18/10/2021

Andarilha III

Um dia as pessoas vão me olhar na rua e eu vou ser uma comum desconhecida.

Um dia as pessoas vão me olhar e me desconhecerem ao andar. 

Cadê você?

Quem se tornou?

Para onde vai?

E com um sorriso singelo vou responder: o que sou estou sempre a buscar.

09/10/2021

Mar aberto

Eu estou na beira da praia. Sem roupa de banho. O mar me chama para dentro. O seu som me diz: olhe para dentro. Como é difícil... O que tenho dentro é um oceano. Estou agora em mar aberto. Sem terra à vista. Não sei voar e a necessidade de tocar o solo é imensa. Queria sangrar, para poder quem sabe, diluir a vastidão.

Hoje cedo acordei com tanta dor! Com o calafrio, o suor e a tontura parecia estar parindo a mim mesma. Quase desmaiar me fez pensar em ligar para alguém. A dor quando foi embora me fez pensar. Aí dormi. Acordei e não sabia o que fazer comigo mesma. Gilberto Gil tem razão. Não preciso aprender a ser só, preciso aprender a só ser. E é vasto, imenso, oceânico. Só ser é muita coisa e ainda não sei.

Então vim para a beira da praia. Talvez seja uma parte minha na terra que diz para a parte minha na água: a vida é ambivalente. Tudo bem querer ser livre e ainda não saber. Tudo bem querer estar sozinha e precisar de companhia. Tudo bem gostar do desconhecido e necessitar de segurança. Tudo bem ser mulher e ainda ser menina. A mulher está no mar ou no solo? E a menina?

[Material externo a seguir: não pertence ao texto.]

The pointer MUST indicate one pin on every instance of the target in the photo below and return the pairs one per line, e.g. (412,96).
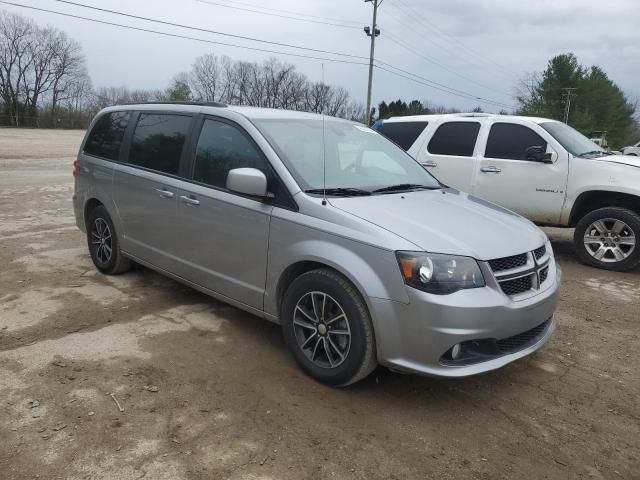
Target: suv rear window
(404,134)
(510,141)
(158,140)
(106,136)
(455,138)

Sempre tenho frio no fim da tarde, mas com o casaco o vento não acaricia. A todo instante eu quero duas coisas. Tudo bem ser ambivalente. Mas hoje eu só queria alguém pela manhã, caso eu desmaiasse. Porque no mar aberto não se pode estar inconsciente. Sinto cansaço em ser imensa. Só no corpo consigo ser pequena. Meu corpo tem 27 anos. Mas quantos anos tem minha alma?

22/09/2021

Meio

No meio do dia. No meio da sala. No meio prato. No meio do peito. No meio do choro. No meio do pranto. No meio de nutrir. Tem você. 

No meio da noite. No meio do quarto. No meio da cama. No meio vazio. No meio cheio. No meio do nada. No meio do tudo. No meio de descansar. Tem você.

No meio da manhã. No meio da cozinha. No meio da pia. No meio do sujo. No meio do limpo. No meio da água. No meio da sede. No meio da saliva. Tem você.

No meio das horas. No meio dos cômodos. No meio dos objetos. No meio dos instantes. No meio das lembranças. No meio dos desejos. No meio dos medos. Tem você.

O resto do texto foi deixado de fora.